When I say legend, it is within the dictionary definition: one who is famous and well-known for doing extraordinary things in their field. The ironic thing is that people within those fields sometimes said they didn't know exactly what Clarence Avant did, what his title was, or how he did it, but the results spoke for themselves. I came across him not only in the world of entertainment, but in the world of politics where he raised money for former Presidents Bill Clinton and Barack Obama. He also helped Muhammad Ali, Hank Aaron, Jim Brown and other sports figures. Bill Withers said that he provided the big transition from his life as a professional air craft mechanic to being sought after in the music world.

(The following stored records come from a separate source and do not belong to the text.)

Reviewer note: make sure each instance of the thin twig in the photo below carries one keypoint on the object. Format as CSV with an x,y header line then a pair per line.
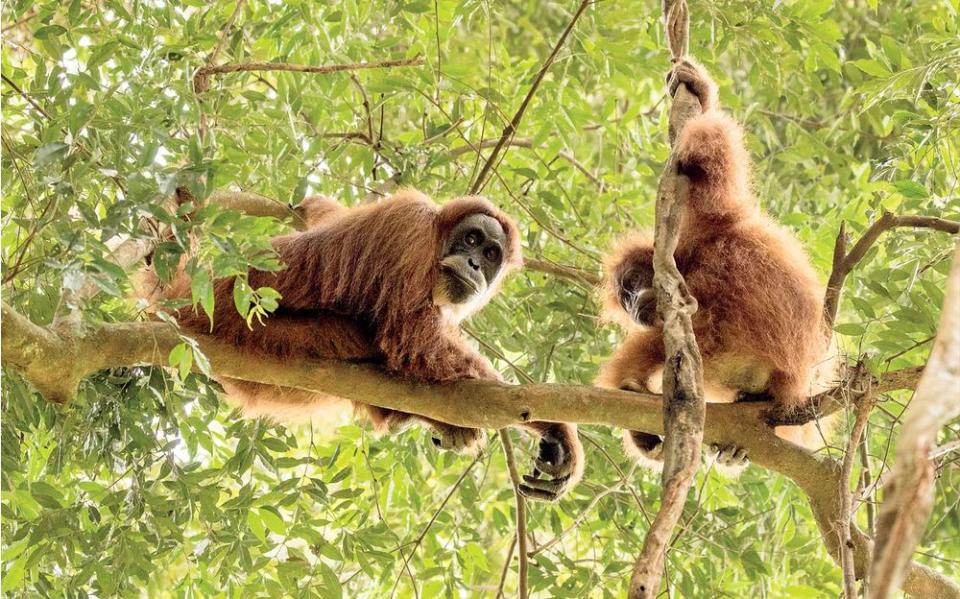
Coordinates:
x,y
521,513
514,123
426,529
506,568
201,80
843,261
846,498
564,272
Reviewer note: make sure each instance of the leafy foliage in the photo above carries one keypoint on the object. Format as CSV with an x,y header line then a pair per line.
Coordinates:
x,y
148,484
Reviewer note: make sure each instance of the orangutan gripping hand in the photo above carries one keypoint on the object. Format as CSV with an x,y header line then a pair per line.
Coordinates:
x,y
387,283
758,323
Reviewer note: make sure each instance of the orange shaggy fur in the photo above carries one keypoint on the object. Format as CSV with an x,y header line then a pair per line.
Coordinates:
x,y
357,286
759,324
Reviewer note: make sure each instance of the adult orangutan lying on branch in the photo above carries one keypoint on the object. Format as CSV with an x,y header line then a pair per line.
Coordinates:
x,y
388,283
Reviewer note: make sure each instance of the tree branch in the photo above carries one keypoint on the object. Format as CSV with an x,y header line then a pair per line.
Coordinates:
x,y
908,493
514,124
683,368
56,360
843,261
522,590
201,80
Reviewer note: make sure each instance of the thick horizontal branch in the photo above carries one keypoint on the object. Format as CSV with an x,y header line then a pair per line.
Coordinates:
x,y
56,360
201,80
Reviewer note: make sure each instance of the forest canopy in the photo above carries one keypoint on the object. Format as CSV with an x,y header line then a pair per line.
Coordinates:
x,y
141,481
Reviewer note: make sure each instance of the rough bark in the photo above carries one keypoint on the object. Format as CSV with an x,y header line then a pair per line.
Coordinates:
x,y
683,399
908,492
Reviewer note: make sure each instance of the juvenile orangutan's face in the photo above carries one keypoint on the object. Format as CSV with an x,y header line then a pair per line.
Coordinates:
x,y
471,261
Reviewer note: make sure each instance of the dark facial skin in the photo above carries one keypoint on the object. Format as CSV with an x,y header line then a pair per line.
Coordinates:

The record labels that Mr. Avant founded in the 1960s and 70s were responsible for releasing the work of trailblazing artists including Jimmy Jam and Terry Lewis as well as Bill Withers. He also gained a reputation for being a sought-after mentor and consultant to such giants as Irving Azoff, Jheryl Busby, Sean Combs, Snoop Dogg, Kenny “Babyface” Edmonds, Jamie Foxx, David Geffen, Whitney Houston, Reginald Hudlin, Jimmy Iovine, Jay-Z, Quincy Jones, Queen Latifah, Jon Platt, Antonio “L.A.” Reid, Sylvia Rhone, Lionel Richie, Pharrell Williams and many others.
For his extraordinary work in the world of music he was inducted into the Rock and Roll Hall of Fame by Lionel Richie in 2021, and the video they put together to introduce him remains one of my favorites. (See Below.)
He also received a star on the Hollywood Walk of Fame for his contributions.
A statement released by his children, Nicole and Alexander, and son-in-law Ted Sarandos, reads, “Through his revolutionary business leadership, Clarence became affectionately known as ‘the Black Godfather’ in the worlds of music, entertainment, politics, and sports. Clarence leaves behind a loving family and a sea of friends and associates that have changed the world and will continue to change the world for generations to come. The joy of his legacy eases the sorrow of our loss.”
He was born February 25, 1931, in North Carolina. I admired him for staying true to his roots and plain spoken even as he became a quintessential power broker. The extraordinary career of Mr. Avant was chronicled in Reginald Hudlin's 2019 Netflix documentary, "The Black Godfather", which included testimonials from many of his distinguished admirers, including former President Barack Obama, who noted, “One of the things that he understands is that there are different kinds of power. There’s the power that needs the spotlight, but there is also the power that comes from being behind the scenes.”
Rest in Heavenly Bliss, Clarence Alexander Avant.